Using a pitchfork, gently work some of the roots to the surface. Apply a herbicide for poison ivy to the plant and exposed roots. Reapply if necessary and watch the surrounding area for it to crop up. Once dead, gather your supplies: a big trashcan lined with a plastic bag, clippers, plyers, shovel, garden rake, alcohol, 2 extra pair of plastic gloves.
Cover yourself (even though all my clothing goes into the washing machine immediately afterward, I save my used disposable paint suits to use.) Use Armor pre-exposure lotion or Dawn dishwashing detergent on any exposed skin. Cover your shoes with plastic bags.
Wearing plastic gloves use the plyers to hold the vine or root. Clip and place in trashcan. Use the garden rake to break up the soil where the poison ivy has been. Anything the plant has touched, even dirt has urushiol on it. When done, remove plastic gloves, put in trash bag and put the other pair on. Clean all utensils used with alcohol. Don’t forget the handles. Lay safely aside.

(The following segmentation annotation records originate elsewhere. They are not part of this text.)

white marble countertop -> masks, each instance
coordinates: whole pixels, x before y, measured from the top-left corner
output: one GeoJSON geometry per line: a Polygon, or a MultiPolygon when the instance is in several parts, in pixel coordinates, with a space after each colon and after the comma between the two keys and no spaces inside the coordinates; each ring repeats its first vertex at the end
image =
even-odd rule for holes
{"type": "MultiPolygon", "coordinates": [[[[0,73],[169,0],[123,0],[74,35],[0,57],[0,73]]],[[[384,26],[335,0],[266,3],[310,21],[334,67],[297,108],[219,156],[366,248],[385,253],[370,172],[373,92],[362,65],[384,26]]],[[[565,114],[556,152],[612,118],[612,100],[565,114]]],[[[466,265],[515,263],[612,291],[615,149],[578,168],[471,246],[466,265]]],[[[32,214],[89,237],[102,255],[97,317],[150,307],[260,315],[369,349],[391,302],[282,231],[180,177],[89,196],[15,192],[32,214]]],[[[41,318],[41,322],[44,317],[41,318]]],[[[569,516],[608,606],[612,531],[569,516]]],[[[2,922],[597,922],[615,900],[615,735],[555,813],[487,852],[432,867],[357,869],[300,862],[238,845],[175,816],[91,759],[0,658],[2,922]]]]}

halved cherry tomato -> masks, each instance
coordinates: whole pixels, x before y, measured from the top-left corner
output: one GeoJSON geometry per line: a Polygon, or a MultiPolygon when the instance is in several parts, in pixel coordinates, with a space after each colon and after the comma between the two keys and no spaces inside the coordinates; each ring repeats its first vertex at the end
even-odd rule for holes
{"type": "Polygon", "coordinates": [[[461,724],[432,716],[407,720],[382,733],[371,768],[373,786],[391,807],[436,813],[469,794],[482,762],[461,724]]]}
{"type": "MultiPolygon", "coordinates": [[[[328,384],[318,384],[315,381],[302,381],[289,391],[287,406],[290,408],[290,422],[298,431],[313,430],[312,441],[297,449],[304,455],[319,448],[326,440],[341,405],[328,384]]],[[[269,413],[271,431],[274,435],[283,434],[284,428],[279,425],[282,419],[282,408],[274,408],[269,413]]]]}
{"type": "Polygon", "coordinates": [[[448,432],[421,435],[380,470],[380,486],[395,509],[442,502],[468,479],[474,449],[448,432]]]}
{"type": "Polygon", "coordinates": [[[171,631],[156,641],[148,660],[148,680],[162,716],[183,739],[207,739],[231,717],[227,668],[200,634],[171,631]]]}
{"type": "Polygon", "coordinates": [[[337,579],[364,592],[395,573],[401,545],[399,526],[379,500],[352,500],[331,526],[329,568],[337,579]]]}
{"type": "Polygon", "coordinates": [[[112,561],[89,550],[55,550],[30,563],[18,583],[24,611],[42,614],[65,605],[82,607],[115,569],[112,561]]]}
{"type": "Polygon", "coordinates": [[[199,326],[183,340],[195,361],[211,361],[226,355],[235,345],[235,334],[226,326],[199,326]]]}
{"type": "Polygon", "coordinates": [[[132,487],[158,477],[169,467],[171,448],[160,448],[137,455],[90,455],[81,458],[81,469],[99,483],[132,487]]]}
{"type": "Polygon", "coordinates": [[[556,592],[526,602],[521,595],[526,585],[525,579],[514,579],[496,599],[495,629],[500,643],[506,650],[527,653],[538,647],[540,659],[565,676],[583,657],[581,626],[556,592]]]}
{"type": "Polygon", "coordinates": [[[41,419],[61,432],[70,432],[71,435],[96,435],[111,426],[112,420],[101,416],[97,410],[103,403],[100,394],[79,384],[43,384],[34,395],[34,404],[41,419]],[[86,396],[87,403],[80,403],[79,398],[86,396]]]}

Plastic bag, paint suit etc. go into the plastic trash bag. Take your body to the washing machine where the lid is open. Remove clothing and wash in cool to medium water. Take a shower in the same temperature with Dawn.
Now babysit the area where it was for a couple of years for it to reemerge.
I got the heavy duty spray for trees and shrubs and used it liberally. As each time you get a reaction, the reaction is worse than the last, I was not going to tempt fate by doing anything but kill it from as far away as I could. The spray worked and my yard has been ivy free for over 10 years.
Poison ivy spray is the only sure fire way, you have to let it kill the vine and get down into the roots, so don't cut the vines, let them die back.